Singer then tells Antonapoulos how strange it was when all four guests came to see him at the same time, as none of them knew what to say. Singer does not understand why the group interaction was so strained. Then he writes that he will come to visit Antonapoulos soon because he misses him terribly. That night he dreams about his friend.
The next afternoon, the Christmas present that Singer has ordered for Antonapoulos arrives, several days late. The gift is a moving-picture machine with a half-dozen Mickey Mouse and Popeye comedies that Antonapoulos liked. Singer asked the jeweler for some days off, and he leaves that Friday to go see Antonapoulos.
Antonapoulos has been moved from his previous room because he is sick with nephritis. When Singer walks in and sees his friend, he thinks he looks like a king in all the finery that Singer has sent him—silk pajamas and a turquoise ring. Singer begins to tell Antonapoulos with his hands all the things he wrote the letter. Antonapoulos does not seem interested or respond to anything that Singer says. He is not even interested in the moving picture machine when he unwraps it. However, when Singer sets the machine up and starts one of the pictures, Antonapoulos's face lights up. The nurse lets Singer stay an hour past visiting hours to watch the moving pictures. Then he leaves, though he thinks he would rather be an invalid if it meant he could stay with Antonapoulos.
The fact that there are rumors about Singer floating about town demonstrates once again that everyone makes him into what they wish him to be, as opposed to perceiving who he really is. Jews insist he is Jewish; the merchants say he is rich, and a Turkish man is convinced that when he speaks Turkish to Singer, Singer understands. All of these rumors are utterly unfounded; Singer has come to represent all things to all people because he cannot disillusion them by speaking.
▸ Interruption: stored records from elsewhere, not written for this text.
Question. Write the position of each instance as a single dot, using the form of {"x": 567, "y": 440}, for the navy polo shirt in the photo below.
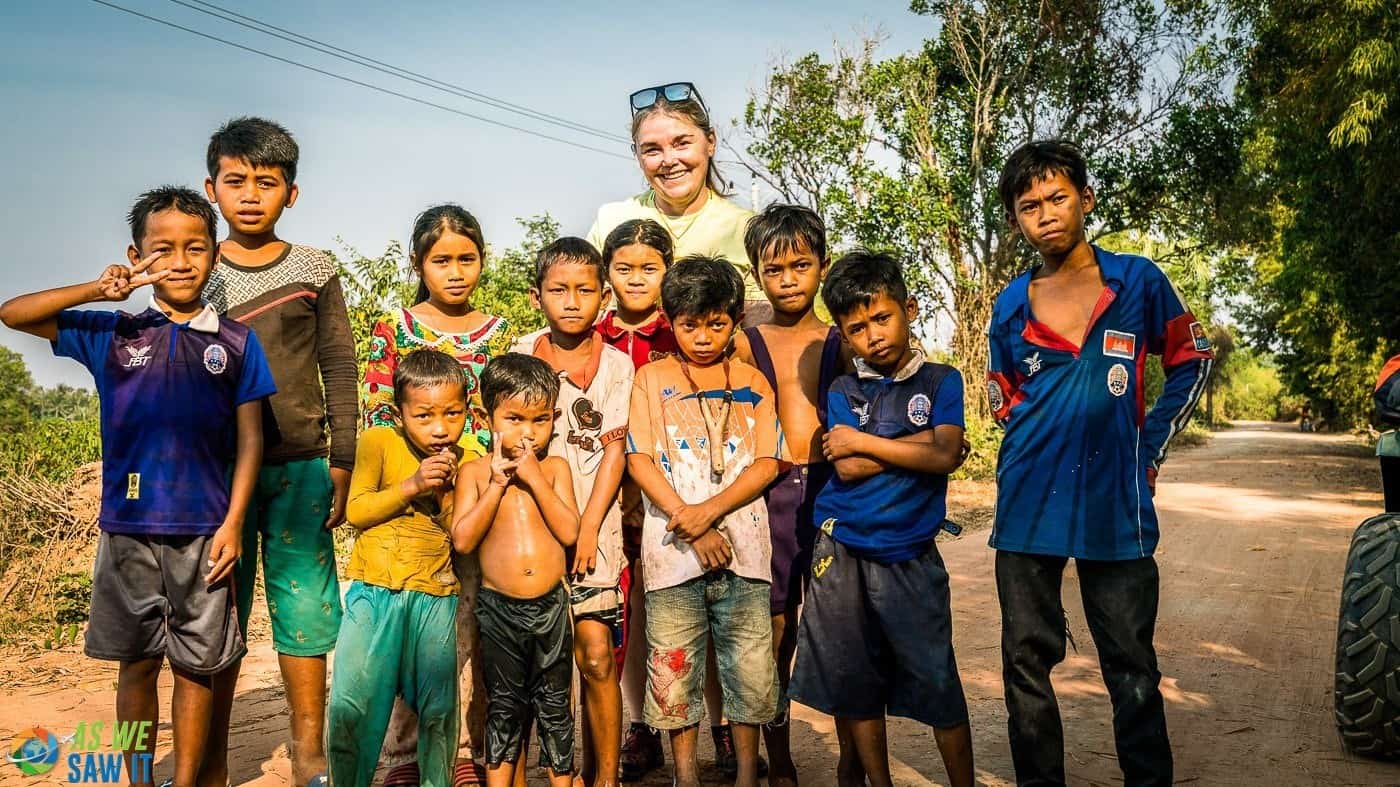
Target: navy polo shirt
{"x": 895, "y": 514}
{"x": 168, "y": 394}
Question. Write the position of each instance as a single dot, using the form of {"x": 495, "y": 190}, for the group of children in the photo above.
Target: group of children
{"x": 501, "y": 502}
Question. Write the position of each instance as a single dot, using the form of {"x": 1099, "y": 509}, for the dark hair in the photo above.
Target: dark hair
{"x": 639, "y": 231}
{"x": 781, "y": 228}
{"x": 693, "y": 112}
{"x": 1036, "y": 160}
{"x": 429, "y": 228}
{"x": 426, "y": 368}
{"x": 861, "y": 276}
{"x": 569, "y": 249}
{"x": 702, "y": 284}
{"x": 171, "y": 198}
{"x": 517, "y": 374}
{"x": 262, "y": 143}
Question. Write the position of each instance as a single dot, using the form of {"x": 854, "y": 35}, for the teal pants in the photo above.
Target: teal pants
{"x": 392, "y": 644}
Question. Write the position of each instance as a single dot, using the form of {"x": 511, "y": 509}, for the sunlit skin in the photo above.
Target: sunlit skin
{"x": 451, "y": 269}
{"x": 433, "y": 419}
{"x": 251, "y": 200}
{"x": 675, "y": 154}
{"x": 634, "y": 275}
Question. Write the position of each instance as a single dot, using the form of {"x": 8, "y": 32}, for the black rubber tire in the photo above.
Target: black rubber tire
{"x": 1368, "y": 642}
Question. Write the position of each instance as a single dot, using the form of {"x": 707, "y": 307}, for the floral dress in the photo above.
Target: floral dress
{"x": 395, "y": 338}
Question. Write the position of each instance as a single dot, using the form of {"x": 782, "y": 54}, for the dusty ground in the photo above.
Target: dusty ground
{"x": 1255, "y": 527}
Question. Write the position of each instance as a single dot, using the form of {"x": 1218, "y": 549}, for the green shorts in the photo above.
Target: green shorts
{"x": 287, "y": 516}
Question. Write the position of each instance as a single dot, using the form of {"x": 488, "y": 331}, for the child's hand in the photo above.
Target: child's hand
{"x": 842, "y": 441}
{"x": 434, "y": 474}
{"x": 503, "y": 468}
{"x": 224, "y": 549}
{"x": 585, "y": 552}
{"x": 690, "y": 521}
{"x": 118, "y": 280}
{"x": 528, "y": 468}
{"x": 713, "y": 551}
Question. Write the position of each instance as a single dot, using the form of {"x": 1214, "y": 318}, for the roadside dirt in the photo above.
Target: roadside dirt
{"x": 1256, "y": 527}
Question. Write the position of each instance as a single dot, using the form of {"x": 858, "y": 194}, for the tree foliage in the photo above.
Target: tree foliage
{"x": 905, "y": 153}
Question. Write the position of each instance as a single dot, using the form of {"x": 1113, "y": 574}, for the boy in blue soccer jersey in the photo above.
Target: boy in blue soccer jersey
{"x": 875, "y": 635}
{"x": 181, "y": 392}
{"x": 1080, "y": 458}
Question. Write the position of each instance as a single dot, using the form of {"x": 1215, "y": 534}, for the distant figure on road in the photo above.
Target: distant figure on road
{"x": 1080, "y": 458}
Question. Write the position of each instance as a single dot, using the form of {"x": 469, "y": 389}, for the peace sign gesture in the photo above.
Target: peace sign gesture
{"x": 118, "y": 280}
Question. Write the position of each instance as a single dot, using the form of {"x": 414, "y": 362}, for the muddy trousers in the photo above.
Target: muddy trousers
{"x": 1120, "y": 608}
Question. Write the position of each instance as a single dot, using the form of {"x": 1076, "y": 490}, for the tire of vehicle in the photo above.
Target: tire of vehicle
{"x": 1367, "y": 692}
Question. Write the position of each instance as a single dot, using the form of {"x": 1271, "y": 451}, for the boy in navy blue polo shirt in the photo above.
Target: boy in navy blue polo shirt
{"x": 1068, "y": 342}
{"x": 181, "y": 392}
{"x": 875, "y": 635}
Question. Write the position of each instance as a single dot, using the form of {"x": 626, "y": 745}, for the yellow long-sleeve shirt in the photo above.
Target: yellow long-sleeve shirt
{"x": 402, "y": 544}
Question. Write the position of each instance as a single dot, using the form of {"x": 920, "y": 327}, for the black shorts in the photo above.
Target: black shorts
{"x": 527, "y": 660}
{"x": 875, "y": 639}
{"x": 150, "y": 600}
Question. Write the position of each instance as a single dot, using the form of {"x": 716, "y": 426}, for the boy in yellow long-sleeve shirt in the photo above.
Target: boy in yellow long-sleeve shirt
{"x": 399, "y": 633}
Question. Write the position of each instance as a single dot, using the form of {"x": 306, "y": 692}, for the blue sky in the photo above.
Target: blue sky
{"x": 100, "y": 105}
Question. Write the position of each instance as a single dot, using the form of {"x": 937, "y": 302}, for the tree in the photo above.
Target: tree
{"x": 905, "y": 153}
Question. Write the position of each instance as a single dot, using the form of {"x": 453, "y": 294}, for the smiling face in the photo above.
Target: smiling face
{"x": 1050, "y": 214}
{"x": 186, "y": 251}
{"x": 636, "y": 273}
{"x": 703, "y": 338}
{"x": 675, "y": 156}
{"x": 878, "y": 332}
{"x": 251, "y": 198}
{"x": 450, "y": 269}
{"x": 791, "y": 279}
{"x": 522, "y": 423}
{"x": 433, "y": 416}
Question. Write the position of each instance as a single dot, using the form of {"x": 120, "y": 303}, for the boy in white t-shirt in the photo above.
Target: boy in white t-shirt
{"x": 594, "y": 391}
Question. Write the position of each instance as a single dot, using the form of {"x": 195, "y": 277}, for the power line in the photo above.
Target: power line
{"x": 354, "y": 81}
{"x": 258, "y": 25}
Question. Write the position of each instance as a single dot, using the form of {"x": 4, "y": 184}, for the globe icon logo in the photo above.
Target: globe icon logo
{"x": 34, "y": 751}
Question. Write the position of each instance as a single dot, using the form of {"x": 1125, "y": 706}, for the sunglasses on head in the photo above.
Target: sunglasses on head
{"x": 674, "y": 93}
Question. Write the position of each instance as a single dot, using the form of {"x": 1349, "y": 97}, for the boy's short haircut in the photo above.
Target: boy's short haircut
{"x": 639, "y": 231}
{"x": 858, "y": 277}
{"x": 784, "y": 228}
{"x": 258, "y": 142}
{"x": 699, "y": 284}
{"x": 1036, "y": 160}
{"x": 165, "y": 198}
{"x": 569, "y": 251}
{"x": 426, "y": 368}
{"x": 517, "y": 374}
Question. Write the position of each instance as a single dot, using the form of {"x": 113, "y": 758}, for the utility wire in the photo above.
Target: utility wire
{"x": 220, "y": 13}
{"x": 354, "y": 81}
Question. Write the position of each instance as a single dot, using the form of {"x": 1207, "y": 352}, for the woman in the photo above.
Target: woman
{"x": 675, "y": 146}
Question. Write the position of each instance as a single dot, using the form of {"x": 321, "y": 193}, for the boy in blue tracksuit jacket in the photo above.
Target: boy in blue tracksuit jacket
{"x": 1078, "y": 464}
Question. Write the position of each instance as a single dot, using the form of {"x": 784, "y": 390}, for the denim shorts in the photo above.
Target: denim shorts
{"x": 681, "y": 619}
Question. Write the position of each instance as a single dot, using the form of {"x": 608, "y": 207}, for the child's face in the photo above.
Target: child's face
{"x": 570, "y": 296}
{"x": 791, "y": 279}
{"x": 634, "y": 275}
{"x": 186, "y": 251}
{"x": 521, "y": 423}
{"x": 879, "y": 332}
{"x": 251, "y": 198}
{"x": 433, "y": 416}
{"x": 703, "y": 338}
{"x": 1050, "y": 214}
{"x": 451, "y": 269}
{"x": 675, "y": 156}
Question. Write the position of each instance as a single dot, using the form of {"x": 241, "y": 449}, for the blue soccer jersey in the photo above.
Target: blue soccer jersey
{"x": 168, "y": 394}
{"x": 1073, "y": 471}
{"x": 893, "y": 514}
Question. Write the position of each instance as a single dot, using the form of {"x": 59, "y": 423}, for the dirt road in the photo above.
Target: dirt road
{"x": 1256, "y": 528}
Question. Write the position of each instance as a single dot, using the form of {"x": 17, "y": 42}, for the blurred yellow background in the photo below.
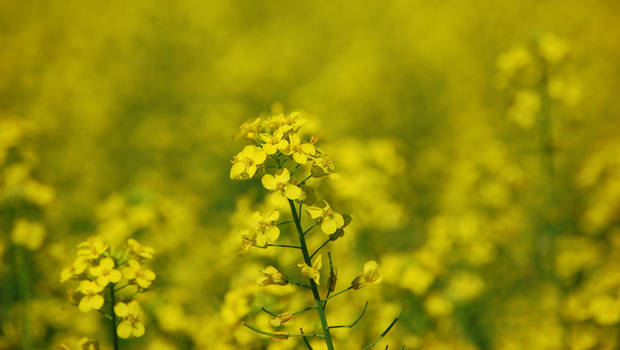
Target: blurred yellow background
{"x": 478, "y": 145}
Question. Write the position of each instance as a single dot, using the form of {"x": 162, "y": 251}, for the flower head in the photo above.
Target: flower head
{"x": 330, "y": 220}
{"x": 105, "y": 272}
{"x": 140, "y": 250}
{"x": 312, "y": 272}
{"x": 92, "y": 248}
{"x": 275, "y": 142}
{"x": 271, "y": 275}
{"x": 77, "y": 268}
{"x": 91, "y": 299}
{"x": 246, "y": 162}
{"x": 141, "y": 276}
{"x": 131, "y": 324}
{"x": 280, "y": 186}
{"x": 300, "y": 151}
{"x": 371, "y": 274}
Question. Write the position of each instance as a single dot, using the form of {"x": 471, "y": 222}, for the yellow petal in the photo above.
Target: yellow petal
{"x": 329, "y": 226}
{"x": 269, "y": 182}
{"x": 308, "y": 148}
{"x": 300, "y": 158}
{"x": 292, "y": 192}
{"x": 138, "y": 329}
{"x": 121, "y": 309}
{"x": 282, "y": 176}
{"x": 236, "y": 170}
{"x": 124, "y": 329}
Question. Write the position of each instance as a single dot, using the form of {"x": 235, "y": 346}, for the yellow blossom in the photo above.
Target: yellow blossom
{"x": 140, "y": 250}
{"x": 75, "y": 269}
{"x": 274, "y": 142}
{"x": 371, "y": 274}
{"x": 312, "y": 272}
{"x": 300, "y": 151}
{"x": 105, "y": 272}
{"x": 92, "y": 248}
{"x": 131, "y": 324}
{"x": 280, "y": 187}
{"x": 246, "y": 162}
{"x": 141, "y": 276}
{"x": 330, "y": 220}
{"x": 91, "y": 299}
{"x": 271, "y": 275}
{"x": 281, "y": 318}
Curiously, Singer himself falls prey to the same delusions in his perceptions of Antonapoulos. He describes his friend as being someone who is "wise and good," though little that we know about Antonapoulos would support the use of either adjective. The story Singer remembers about the way Antonapoulos treated Carl seems more illustrative of the true Antonapoulos: a selfish, lazy, stupid person. However, as the months go by and Singer misses his friend more and more, he remembers only the good things about his friend. He even thinks that maybe Antonapoulos can read, so he begins writing him letters, even though the narrative has already indicated that Antonapoulos is illiterate. The one person with whom Singer wants to interact has no desire to interact with him in return; ironically, Singer has as little true knowledge about Antonapoulos as any of his own visitors have about him.